13 Within the culinary framework, Bisson has elided several historical examples of edible containers that might have brought useful insight into eventual applications of her work. The trencher of medieval times was a slab of dry bread used as an edible plate, from which a diner would eat his or her meat. Once the meat was finished, the trencher—now soaked with juices—might be eaten or given to the poor. Contemporary versions of the trencher include dip- or soup-filled bread bowls, for both group and individual consumption. While the social implications of food-based dishware may be argued from both the positive and negative, the nutritional concerns about eating a whole loaf of bread after consuming the soup inside are more objective: the calorie-bomb versions at such chains as Au Bon Pain and Panera carry up to 620 calories each, in bread alone.2 And if the bowl goes uneaten (perhaps wisely), then other questions of waste arise. Intriguingly, history also presents various non-edible food-based containers: the unyielding pastry shell of early meat pies and the confectioner’s-paste architecture of Renaissance-era pièces montées. Such precedents, however, and more importantly the reasons they have both come and gone, are missing here. Ultimately, if we are going to shift to more environmentally friendly edible dishware, parallel shifts will be required to alter culinary models and consumption habits, along with cost-to-value expectations of food thus served and eaten. While the book explicitly presents the samples as proto-material, probing the historical context and future implications might better demonstrate how, and if, they offer substance for innovation.
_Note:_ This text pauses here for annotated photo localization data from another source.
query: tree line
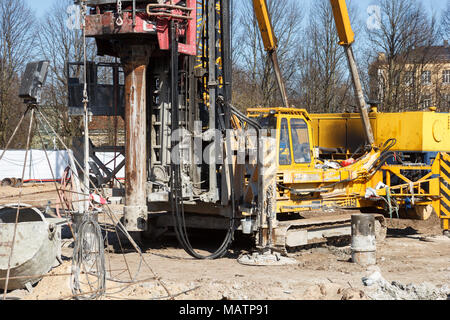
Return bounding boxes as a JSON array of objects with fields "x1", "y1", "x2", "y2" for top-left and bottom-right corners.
[
  {"x1": 232, "y1": 0, "x2": 449, "y2": 114},
  {"x1": 0, "y1": 0, "x2": 448, "y2": 149}
]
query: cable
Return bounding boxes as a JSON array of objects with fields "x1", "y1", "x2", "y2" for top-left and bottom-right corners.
[
  {"x1": 168, "y1": 19, "x2": 237, "y2": 259},
  {"x1": 169, "y1": 101, "x2": 236, "y2": 260},
  {"x1": 70, "y1": 212, "x2": 106, "y2": 300}
]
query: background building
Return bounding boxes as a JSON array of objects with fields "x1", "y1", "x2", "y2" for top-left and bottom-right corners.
[{"x1": 370, "y1": 40, "x2": 450, "y2": 112}]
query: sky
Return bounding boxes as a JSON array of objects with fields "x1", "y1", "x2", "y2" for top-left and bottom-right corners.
[
  {"x1": 27, "y1": 0, "x2": 449, "y2": 19},
  {"x1": 27, "y1": 0, "x2": 53, "y2": 17},
  {"x1": 356, "y1": 0, "x2": 448, "y2": 16},
  {"x1": 25, "y1": 0, "x2": 449, "y2": 49}
]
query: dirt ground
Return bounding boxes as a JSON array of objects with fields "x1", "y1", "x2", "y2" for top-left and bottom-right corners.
[
  {"x1": 0, "y1": 183, "x2": 63, "y2": 208},
  {"x1": 1, "y1": 185, "x2": 450, "y2": 300}
]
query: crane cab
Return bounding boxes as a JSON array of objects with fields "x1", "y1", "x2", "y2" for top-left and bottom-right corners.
[
  {"x1": 247, "y1": 108, "x2": 315, "y2": 170},
  {"x1": 246, "y1": 107, "x2": 379, "y2": 215}
]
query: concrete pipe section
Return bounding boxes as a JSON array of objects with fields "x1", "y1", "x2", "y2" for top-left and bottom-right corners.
[
  {"x1": 0, "y1": 204, "x2": 65, "y2": 291},
  {"x1": 351, "y1": 214, "x2": 377, "y2": 266}
]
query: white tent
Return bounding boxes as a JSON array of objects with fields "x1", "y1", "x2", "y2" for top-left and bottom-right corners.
[
  {"x1": 0, "y1": 150, "x2": 70, "y2": 181},
  {"x1": 0, "y1": 150, "x2": 125, "y2": 182}
]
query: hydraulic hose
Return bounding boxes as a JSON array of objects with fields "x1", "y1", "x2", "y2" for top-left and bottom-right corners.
[{"x1": 168, "y1": 20, "x2": 235, "y2": 260}]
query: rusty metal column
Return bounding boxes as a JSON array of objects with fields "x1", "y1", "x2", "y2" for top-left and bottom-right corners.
[{"x1": 120, "y1": 45, "x2": 152, "y2": 232}]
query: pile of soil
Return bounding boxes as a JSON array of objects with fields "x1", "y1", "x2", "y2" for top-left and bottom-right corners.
[{"x1": 385, "y1": 213, "x2": 443, "y2": 237}]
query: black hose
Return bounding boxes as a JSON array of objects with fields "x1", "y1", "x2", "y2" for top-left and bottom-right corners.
[
  {"x1": 371, "y1": 151, "x2": 396, "y2": 174},
  {"x1": 169, "y1": 103, "x2": 264, "y2": 260},
  {"x1": 170, "y1": 161, "x2": 235, "y2": 259},
  {"x1": 368, "y1": 138, "x2": 397, "y2": 174},
  {"x1": 168, "y1": 20, "x2": 235, "y2": 260}
]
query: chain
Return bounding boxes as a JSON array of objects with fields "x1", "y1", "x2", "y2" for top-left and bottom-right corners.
[
  {"x1": 116, "y1": 0, "x2": 123, "y2": 26},
  {"x1": 80, "y1": 0, "x2": 90, "y2": 212},
  {"x1": 80, "y1": 0, "x2": 88, "y2": 106}
]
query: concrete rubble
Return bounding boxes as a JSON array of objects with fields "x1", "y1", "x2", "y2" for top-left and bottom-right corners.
[
  {"x1": 303, "y1": 283, "x2": 367, "y2": 300},
  {"x1": 362, "y1": 267, "x2": 450, "y2": 300}
]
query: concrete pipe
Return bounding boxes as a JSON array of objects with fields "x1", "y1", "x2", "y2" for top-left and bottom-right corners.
[{"x1": 351, "y1": 214, "x2": 376, "y2": 266}]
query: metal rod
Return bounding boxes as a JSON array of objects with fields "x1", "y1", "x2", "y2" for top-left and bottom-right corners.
[
  {"x1": 82, "y1": 1, "x2": 90, "y2": 213},
  {"x1": 146, "y1": 12, "x2": 193, "y2": 20},
  {"x1": 344, "y1": 45, "x2": 375, "y2": 146},
  {"x1": 207, "y1": 0, "x2": 217, "y2": 201},
  {"x1": 146, "y1": 3, "x2": 193, "y2": 12},
  {"x1": 270, "y1": 51, "x2": 290, "y2": 108},
  {"x1": 83, "y1": 107, "x2": 90, "y2": 212},
  {"x1": 221, "y1": 0, "x2": 232, "y2": 106},
  {"x1": 132, "y1": 0, "x2": 136, "y2": 28},
  {"x1": 0, "y1": 110, "x2": 28, "y2": 162}
]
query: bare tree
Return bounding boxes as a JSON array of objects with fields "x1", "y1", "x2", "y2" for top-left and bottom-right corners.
[
  {"x1": 36, "y1": 0, "x2": 99, "y2": 147},
  {"x1": 232, "y1": 0, "x2": 303, "y2": 110},
  {"x1": 0, "y1": 0, "x2": 36, "y2": 148},
  {"x1": 367, "y1": 0, "x2": 439, "y2": 112},
  {"x1": 295, "y1": 0, "x2": 361, "y2": 113},
  {"x1": 443, "y1": 2, "x2": 450, "y2": 38}
]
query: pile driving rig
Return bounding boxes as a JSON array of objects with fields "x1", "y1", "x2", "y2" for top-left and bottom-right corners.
[{"x1": 68, "y1": 0, "x2": 449, "y2": 259}]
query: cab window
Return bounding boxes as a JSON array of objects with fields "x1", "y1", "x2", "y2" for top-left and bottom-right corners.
[
  {"x1": 279, "y1": 118, "x2": 291, "y2": 165},
  {"x1": 290, "y1": 118, "x2": 311, "y2": 164},
  {"x1": 256, "y1": 115, "x2": 276, "y2": 129}
]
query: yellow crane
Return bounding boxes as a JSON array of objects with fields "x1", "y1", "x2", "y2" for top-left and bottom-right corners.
[
  {"x1": 329, "y1": 0, "x2": 375, "y2": 145},
  {"x1": 247, "y1": 0, "x2": 450, "y2": 248},
  {"x1": 252, "y1": 0, "x2": 290, "y2": 108},
  {"x1": 253, "y1": 0, "x2": 374, "y2": 144}
]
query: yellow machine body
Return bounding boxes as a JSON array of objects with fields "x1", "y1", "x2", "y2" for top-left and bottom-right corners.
[
  {"x1": 247, "y1": 107, "x2": 450, "y2": 231},
  {"x1": 438, "y1": 153, "x2": 450, "y2": 230},
  {"x1": 310, "y1": 110, "x2": 450, "y2": 155},
  {"x1": 330, "y1": 0, "x2": 355, "y2": 46},
  {"x1": 252, "y1": 0, "x2": 278, "y2": 52}
]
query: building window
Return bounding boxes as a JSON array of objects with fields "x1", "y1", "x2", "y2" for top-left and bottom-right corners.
[
  {"x1": 421, "y1": 71, "x2": 431, "y2": 85},
  {"x1": 443, "y1": 70, "x2": 450, "y2": 84},
  {"x1": 444, "y1": 94, "x2": 450, "y2": 109},
  {"x1": 404, "y1": 71, "x2": 414, "y2": 86},
  {"x1": 405, "y1": 91, "x2": 415, "y2": 104},
  {"x1": 422, "y1": 95, "x2": 432, "y2": 108}
]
14 It is perhaps Bisson’s interpretation of “applied gastronomy,” however, that bears most attention. Originally derived from the Greek gastros (the stomach) and nomos (the word, the law), gastronomy was first construed to mean the rules of the stomach, and in the early 19th century acquired implicit overtones of taste and refinement thanks to such writers as Grimod de la Reynière3 and Brillat-Savarin4. Today, academics, marketers, and activists disagree about one single meaning, although the breadth of the term has expanded to include such elements as “the political economy of food; the treatment of foods, their storage and transport and processing; their preparation and cooking; meals and manners; the chemistry of food, digestion, and the physiological effects of food; food choices and customs and traditions” (Santich 1996: 2). Indeed, if the rules of the stomach are influenced by all that has happened since “gastronomy” first appeared in print, then industrial, agricultural and informational revolutions must be considered. The notion of applied gastronomy therefore calls for greater consideration of the interplay between economic, social, environmental and cultural spheres, as well as the systemic impacts that works like Comestible/ Edible may eventually bring about.

Ceci n’est pas un livre

15 In her acknowledgements, Bisson thanks an impressive list of collaborators, including numerous colleagues, partners and students. Together with this team she produced an initial set of samples that appear clear-cut and categorizable, a book that is anything but, and a challenge to her peers that is even less so. Design and gastronomy, like other transdisciplinary fields, are in the process of redefining and framing themselves, shifting and absorbing practices in ways that will ultimately present solutions to a growing set of issues brought on by humanity’s evolving behaviour. Despite minor gaps, Comestible/Edible is a successful output of both of these fields. It shows us the start of such solutions—a beginning idea for others to build on and adapt, according to the situations in which they find themselves and the requirements that arise therein. Undeniably, it is a winning first taste.


Santich, Barbara. 1996. Sustaining Gastronomy. In Proceedings of the Eighth Symposium on Australian Gastronomy: Sustaining Gastronomy, eds, B. Santich et al., 1-2. Australia: University of Adelaide.


2 . Au Bon Pain Café Menu, (accessed January 22, 2010).